Badania genetyczne pozostaną prywatną sprawą
Treść
Rząd niemiecki, mimo nacisków ze strony lobby firm ubezpieczeniowych i pracodawców, po długich negocjacjach wewnątrz koalicji ustalił korzystne dla obywateli zasady korzystania z testów genetycznych.
Od wielu już lat prywatne laboratoria wykonują na indywidualne zlecenia dokładne testy genetyczne. Zleceniodawcy najczęściej pragną poznać swój genotyp w celu udowodnienia lub wykluczenia ojcostwa. Często chcą także poznać ewentualne ryzyko zachorowań na dziedziczone w genach choroby. Tymczasem możliwości, jakie niesie za sobą rozwój genetyki, usiłują wykorzystać niemieckie ubezpieczalnie, które nigdy nie ukrywały, że dane zapisane w genach pozwoliłyby na wytypowanie osób specjalnego ryzyka i podniesienie im składki ubezpieczeniowej, a nawet w ogóle odmówienie im ubezpieczenia. Wielu tutejszych pracodawców także pragnęłoby poznać zapis genetyczny swoich pracowników, zdobywając tym samym wiedzę na temat ich stanu zdrowia.

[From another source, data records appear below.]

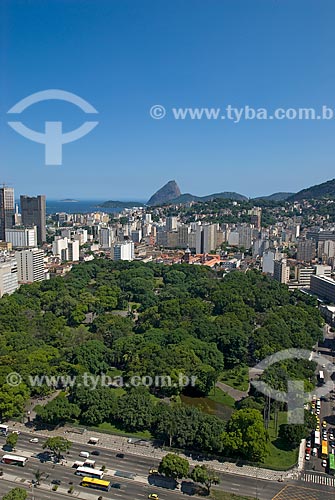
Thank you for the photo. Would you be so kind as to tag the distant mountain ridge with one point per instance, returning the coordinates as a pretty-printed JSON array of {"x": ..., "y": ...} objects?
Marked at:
[
  {"x": 170, "y": 193},
  {"x": 281, "y": 196},
  {"x": 167, "y": 193},
  {"x": 324, "y": 190}
]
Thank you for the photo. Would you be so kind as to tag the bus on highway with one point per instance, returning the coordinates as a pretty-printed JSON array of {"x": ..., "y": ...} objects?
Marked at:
[
  {"x": 98, "y": 484},
  {"x": 14, "y": 460},
  {"x": 4, "y": 429},
  {"x": 324, "y": 450},
  {"x": 89, "y": 472},
  {"x": 331, "y": 463},
  {"x": 317, "y": 441},
  {"x": 321, "y": 377}
]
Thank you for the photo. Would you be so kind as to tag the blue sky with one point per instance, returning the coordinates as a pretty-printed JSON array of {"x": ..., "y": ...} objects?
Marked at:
[{"x": 123, "y": 56}]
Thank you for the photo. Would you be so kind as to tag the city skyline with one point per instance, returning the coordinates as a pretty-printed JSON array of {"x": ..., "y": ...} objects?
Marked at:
[{"x": 124, "y": 58}]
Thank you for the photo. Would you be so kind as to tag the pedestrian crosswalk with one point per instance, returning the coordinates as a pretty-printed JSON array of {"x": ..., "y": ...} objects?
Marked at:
[{"x": 318, "y": 479}]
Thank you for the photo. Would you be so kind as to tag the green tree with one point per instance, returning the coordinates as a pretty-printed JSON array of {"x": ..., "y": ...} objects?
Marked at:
[
  {"x": 135, "y": 409},
  {"x": 57, "y": 445},
  {"x": 204, "y": 475},
  {"x": 11, "y": 440},
  {"x": 57, "y": 411},
  {"x": 293, "y": 433},
  {"x": 174, "y": 466},
  {"x": 246, "y": 436}
]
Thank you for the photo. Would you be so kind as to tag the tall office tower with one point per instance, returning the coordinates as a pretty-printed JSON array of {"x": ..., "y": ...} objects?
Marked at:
[
  {"x": 281, "y": 271},
  {"x": 22, "y": 237},
  {"x": 171, "y": 223},
  {"x": 306, "y": 250},
  {"x": 30, "y": 265},
  {"x": 256, "y": 217},
  {"x": 123, "y": 251},
  {"x": 8, "y": 277},
  {"x": 7, "y": 210},
  {"x": 33, "y": 211}
]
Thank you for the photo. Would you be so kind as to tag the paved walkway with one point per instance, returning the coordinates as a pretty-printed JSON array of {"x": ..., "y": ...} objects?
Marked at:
[{"x": 121, "y": 444}]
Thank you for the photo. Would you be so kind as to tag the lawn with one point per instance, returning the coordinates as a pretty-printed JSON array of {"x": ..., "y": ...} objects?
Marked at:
[
  {"x": 237, "y": 377},
  {"x": 219, "y": 396},
  {"x": 280, "y": 456},
  {"x": 223, "y": 495}
]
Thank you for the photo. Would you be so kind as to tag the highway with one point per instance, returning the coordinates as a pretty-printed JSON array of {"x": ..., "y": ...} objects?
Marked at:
[{"x": 133, "y": 489}]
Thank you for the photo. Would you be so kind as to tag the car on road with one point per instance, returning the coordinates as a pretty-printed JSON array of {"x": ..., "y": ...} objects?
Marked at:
[{"x": 116, "y": 485}]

Aby wykluczyć wyciekanie i niekontrolowane przekazywanie danych z testów genetycznych wielu obywateli, gabinet Angeli Merkel ustanowił nowe zasady prawne w tej kwestii - tak zwany Gentestgesetz - czyli prawo testów genetycznych. Poprzeczka w dostępie do tych informacji została postawiona dość wysoko, tak aby ani pracodawcy, ani przedstawiciele firm ubezpieczeniowych nie mieli do nich dostępu.
Po pierwsze, zgodnie z nowymi przepisami każdy sam decyduje, czy zamierza przeprowadzić test genetyczny, czyli badania nie będą ani zalecane, ani obowiązkowe. Po drugie, ani pracodawcy, ani ubezpieczyciele nie będą mieli dostępu do takich testów. Jedynym wyjątkiem będzie sytuacja, kiedy klient złoży promesę na olbrzymie ubezpieczenie. Wtedy dana firma będzie miała możliwość poprzez test genetyczny sprawdzić, czy nie jest on zagrożony żadną poważną chorobą, co dla ubezpieczyciela mogłoby się okazać zbyt dużym ryzykiem. Nowe prawo zakazuje przeprowadzania genetycznych testów na ojcostwo bez wiedzy zainteresowanego mężczyzny (dzisiaj jest to możliwe).
Prywatne kasy chorych, a także firmy ubezpieczeniowe ostro skrytykowały rządowe regulacje dostępem do testów genetycznych, stwierdzając, że jest to zamach na wolność rynku i możliwość zawierania dowolnych umów z klientami.